El testigo mudo (2 page)

—Según tengo entendido, es un médico bastante bueno.

—Pero con esos lentes de pinza... ¡y esa forma tan seca de hablar. En mis buenos tiempos lo hubiéramos llamado un zoquete engreído.

Hubo una pausa, mientras la memoria de la señorita Peabody, retrocediendo al pasado, conjuraba la visión de hombres arrogantes y barbudos.

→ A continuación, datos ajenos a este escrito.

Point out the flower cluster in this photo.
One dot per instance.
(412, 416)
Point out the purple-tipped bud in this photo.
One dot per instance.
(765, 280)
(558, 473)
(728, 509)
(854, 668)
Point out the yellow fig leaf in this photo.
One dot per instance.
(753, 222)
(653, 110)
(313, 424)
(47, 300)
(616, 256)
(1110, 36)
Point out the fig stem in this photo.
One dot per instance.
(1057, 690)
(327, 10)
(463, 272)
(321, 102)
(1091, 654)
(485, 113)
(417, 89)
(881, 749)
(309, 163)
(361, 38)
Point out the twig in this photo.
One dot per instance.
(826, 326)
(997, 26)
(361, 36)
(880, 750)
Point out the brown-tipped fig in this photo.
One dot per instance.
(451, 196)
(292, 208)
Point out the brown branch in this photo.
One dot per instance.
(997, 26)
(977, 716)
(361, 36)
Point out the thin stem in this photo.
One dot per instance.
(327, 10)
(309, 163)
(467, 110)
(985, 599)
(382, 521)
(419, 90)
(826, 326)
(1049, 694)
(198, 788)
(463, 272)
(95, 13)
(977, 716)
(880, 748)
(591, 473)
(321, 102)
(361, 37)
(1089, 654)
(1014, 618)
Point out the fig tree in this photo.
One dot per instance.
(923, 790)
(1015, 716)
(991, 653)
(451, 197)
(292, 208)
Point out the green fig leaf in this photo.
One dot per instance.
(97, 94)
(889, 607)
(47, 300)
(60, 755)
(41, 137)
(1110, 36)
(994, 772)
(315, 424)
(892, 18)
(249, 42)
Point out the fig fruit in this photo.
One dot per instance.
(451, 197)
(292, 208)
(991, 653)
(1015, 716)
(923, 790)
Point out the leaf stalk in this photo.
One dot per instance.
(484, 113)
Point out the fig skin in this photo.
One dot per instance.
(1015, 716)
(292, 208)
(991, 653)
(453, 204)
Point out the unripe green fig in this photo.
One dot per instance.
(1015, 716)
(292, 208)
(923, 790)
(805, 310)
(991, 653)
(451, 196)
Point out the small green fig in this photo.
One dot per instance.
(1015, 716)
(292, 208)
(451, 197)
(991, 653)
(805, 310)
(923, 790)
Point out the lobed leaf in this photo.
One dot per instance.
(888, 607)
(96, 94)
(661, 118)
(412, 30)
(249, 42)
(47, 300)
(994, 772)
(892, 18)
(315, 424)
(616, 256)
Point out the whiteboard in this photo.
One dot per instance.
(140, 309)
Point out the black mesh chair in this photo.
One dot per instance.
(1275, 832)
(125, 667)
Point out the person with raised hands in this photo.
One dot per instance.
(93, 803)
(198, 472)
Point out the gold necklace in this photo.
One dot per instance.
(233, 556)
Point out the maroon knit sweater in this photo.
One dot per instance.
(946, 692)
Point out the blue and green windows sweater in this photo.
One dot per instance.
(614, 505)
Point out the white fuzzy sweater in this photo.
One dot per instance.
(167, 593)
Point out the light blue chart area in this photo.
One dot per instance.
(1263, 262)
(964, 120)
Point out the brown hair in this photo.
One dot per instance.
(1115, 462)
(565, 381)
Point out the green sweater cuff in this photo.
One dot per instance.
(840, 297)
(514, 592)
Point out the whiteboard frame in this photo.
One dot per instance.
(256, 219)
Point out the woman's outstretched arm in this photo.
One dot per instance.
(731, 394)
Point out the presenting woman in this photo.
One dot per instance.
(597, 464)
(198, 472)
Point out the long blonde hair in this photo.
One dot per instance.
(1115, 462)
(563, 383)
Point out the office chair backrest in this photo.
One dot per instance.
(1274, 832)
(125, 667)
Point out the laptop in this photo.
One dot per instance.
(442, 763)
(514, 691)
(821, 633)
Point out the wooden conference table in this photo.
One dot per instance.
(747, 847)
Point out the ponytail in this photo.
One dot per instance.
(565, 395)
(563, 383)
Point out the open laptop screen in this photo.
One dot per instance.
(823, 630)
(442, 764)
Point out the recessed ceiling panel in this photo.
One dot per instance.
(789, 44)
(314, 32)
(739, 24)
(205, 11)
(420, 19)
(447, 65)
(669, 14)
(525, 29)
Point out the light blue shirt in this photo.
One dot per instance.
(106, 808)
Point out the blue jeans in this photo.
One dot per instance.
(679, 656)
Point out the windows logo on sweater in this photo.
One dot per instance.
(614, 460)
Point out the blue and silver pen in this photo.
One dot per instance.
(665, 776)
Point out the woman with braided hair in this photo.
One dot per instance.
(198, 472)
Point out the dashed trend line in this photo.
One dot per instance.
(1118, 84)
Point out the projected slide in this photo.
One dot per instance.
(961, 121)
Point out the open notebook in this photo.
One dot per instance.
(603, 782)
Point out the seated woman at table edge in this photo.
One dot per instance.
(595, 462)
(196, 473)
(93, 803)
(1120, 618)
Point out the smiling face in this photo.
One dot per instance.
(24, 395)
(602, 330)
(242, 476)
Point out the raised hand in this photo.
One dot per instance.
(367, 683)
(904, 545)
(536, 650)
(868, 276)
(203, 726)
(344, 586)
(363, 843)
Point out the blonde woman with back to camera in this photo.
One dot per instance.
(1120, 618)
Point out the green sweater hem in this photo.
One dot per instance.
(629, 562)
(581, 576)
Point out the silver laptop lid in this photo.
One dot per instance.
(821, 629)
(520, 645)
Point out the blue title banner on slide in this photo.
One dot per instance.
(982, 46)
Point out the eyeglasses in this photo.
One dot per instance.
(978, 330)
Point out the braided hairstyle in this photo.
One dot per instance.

Al cabo de un rato prosiguió:

—Si viene, envíame a ese perdido de Charles para que lo vea.

—Pierde cuidado. Se lo diré.

Las dos damas se separaron.

Hacía más de cincuenta años que se conocían. La señorita Peabody estaba enterada de ciertos episodios no muy eficientes de la vida del general Arundell, padre de Emily. Sabía también el disgusto que el matrimonio de Thomas Arundell produjo a sus hermanas, y tenía formada una idea bastante acertada sobre algunas incidencias relacionadas con la nueva generación de los Arundell.

Pero ni una palabra se había cruzado entre ellas respecto a estas cuestiones. Eran las representantes de la dignidad, solidaridad y orgullo de sus familias.

La señorita Arundell se dirigió a su casa, llevando a
Bob
trotando formalmente detrás de ella. Emily admitía consigo misma lo que nunca hubiera admitido con otro ser humano. El descontento que le producían sus parientes jóvenes.

Theresa, por ejemplo. No hubo forma de controlar a Theresa desde que pudo disponer de su propio dinero cuando cumplió los veintiún años. Desde entonces, la muchacha había conseguido cierta notoriedad. Su fotografía aparecía a menudo en los periódicos. Pertenecía a una joven, brillante y atrevida pandilla de Londres. Organizaba extravagantes diversiones que, en más de una ocasión, terminaban en alguna Comisaría de Policía. No era ésta la clase de popularidad que Emily aprobaba para un Arundell. De hecho le disgustaba, casi en forma general, la manera de vivir de Theresa. Por lo que se refería al noviazgo de la muchacha, estaba verdaderamente confusa. Por una parte, no podía considerar a un médico principiante, como Donaldson, bastante buen partido para una Arundell. Y de otra, estaba segura de que Theresa era la esposa menos indicada para un apacible doctor pueblerino.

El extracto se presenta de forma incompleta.